Geez, those Kryptonians are so annoying! Are you with me, folks? All the super-hearing and super-ventriliquism and super-whatever…super coupon-redemption, maybe… Ooh, look at me, I was raised under a red sun. I can hover. Well, stop it. It’s weird. Don’t you have a secret identity that needs to type up a newspaper story? Leave us earthlings alone.
not GG, the Chameleon. They were actualy LMD (life model decoys). I forget what the purpose was, but it was part of the unhinging of Spiderman leading up to the Clone fiasco.
I hate* to nitpick, but because this is one of my favorite stories by one of my favorite writers (though he’s been slipping in his latest works), I feel the need to correct you.

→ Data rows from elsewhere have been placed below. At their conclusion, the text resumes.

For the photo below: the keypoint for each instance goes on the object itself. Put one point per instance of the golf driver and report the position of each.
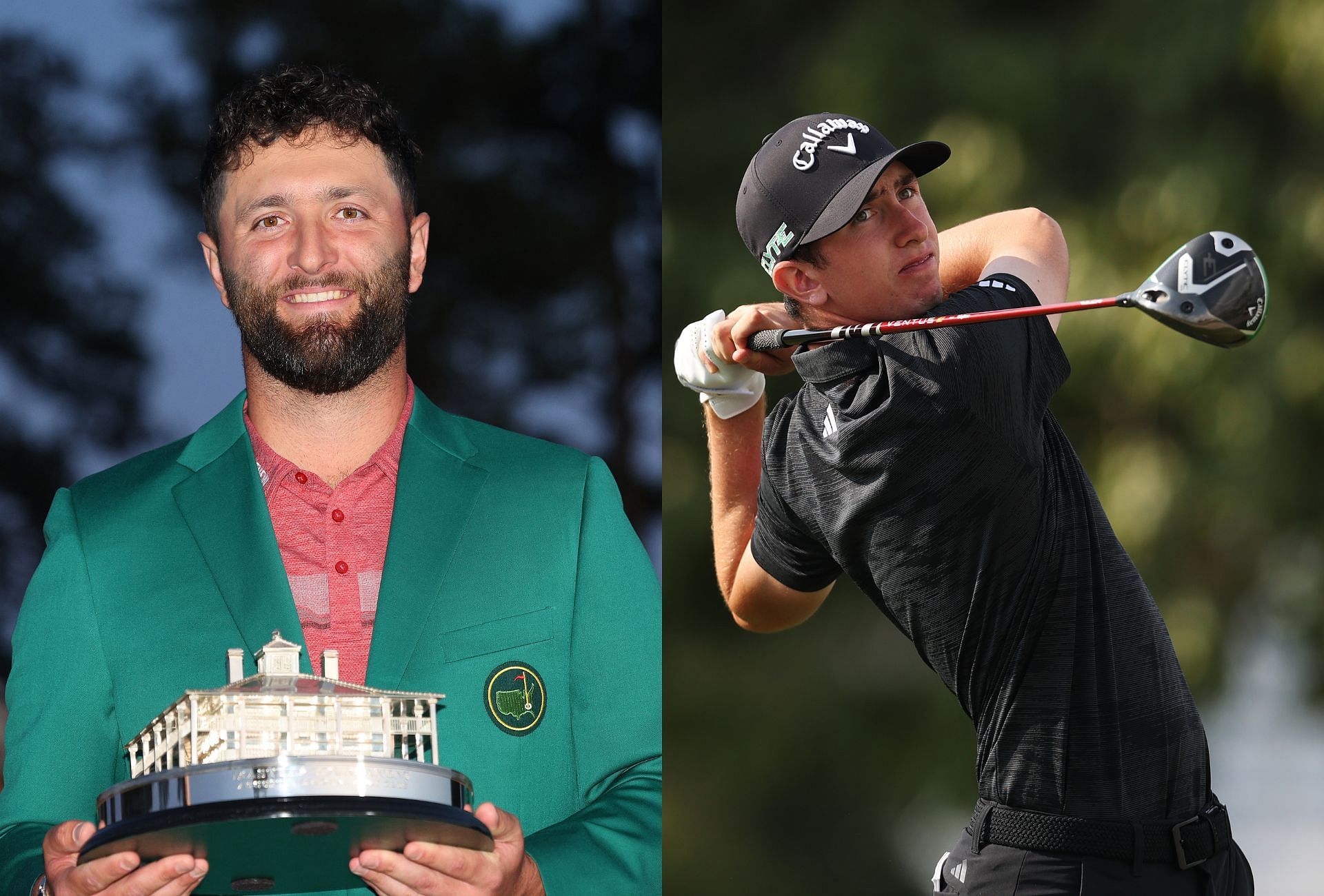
(1212, 289)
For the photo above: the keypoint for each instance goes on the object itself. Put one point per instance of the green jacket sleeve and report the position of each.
(613, 845)
(61, 739)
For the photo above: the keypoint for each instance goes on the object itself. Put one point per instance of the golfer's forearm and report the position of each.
(734, 462)
(967, 249)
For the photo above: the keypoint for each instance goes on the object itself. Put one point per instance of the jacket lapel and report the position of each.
(225, 510)
(434, 491)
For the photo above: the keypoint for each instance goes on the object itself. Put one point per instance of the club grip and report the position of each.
(765, 340)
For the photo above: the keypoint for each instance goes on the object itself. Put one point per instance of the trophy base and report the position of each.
(288, 845)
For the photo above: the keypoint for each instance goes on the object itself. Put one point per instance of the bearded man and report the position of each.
(331, 500)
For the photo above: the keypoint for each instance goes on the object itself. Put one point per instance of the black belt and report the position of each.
(1187, 844)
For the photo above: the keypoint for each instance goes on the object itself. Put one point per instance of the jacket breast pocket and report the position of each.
(496, 635)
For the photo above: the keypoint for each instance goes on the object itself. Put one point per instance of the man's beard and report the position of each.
(323, 356)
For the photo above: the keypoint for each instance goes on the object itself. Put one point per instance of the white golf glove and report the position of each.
(732, 389)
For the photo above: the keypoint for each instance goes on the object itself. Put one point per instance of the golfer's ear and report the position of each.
(212, 256)
(800, 281)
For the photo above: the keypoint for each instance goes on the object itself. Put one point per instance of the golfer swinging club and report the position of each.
(927, 467)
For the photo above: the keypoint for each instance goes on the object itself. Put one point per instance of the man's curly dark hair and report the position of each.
(288, 103)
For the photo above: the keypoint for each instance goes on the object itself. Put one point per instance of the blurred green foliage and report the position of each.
(827, 759)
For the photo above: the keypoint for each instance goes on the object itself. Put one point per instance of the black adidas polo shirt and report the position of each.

It was Jim Starlin.
Jeff “The Patriot” Mace likewise quietly died in bed of cancer – and unlike Marvel, he had no powers, sure as he got the disease naturally long after he’d quit adventuring; in his prime, he was a crusading reporter with enough sheer damn athleticism to pick up a bulletproof shield and double for Captain America (!) when the big guy went missing near the end of WWII – but after saving a young Jack Kennedy from getting replaced by an impostor, our hero eventually retired and got old and got sick and, well, died.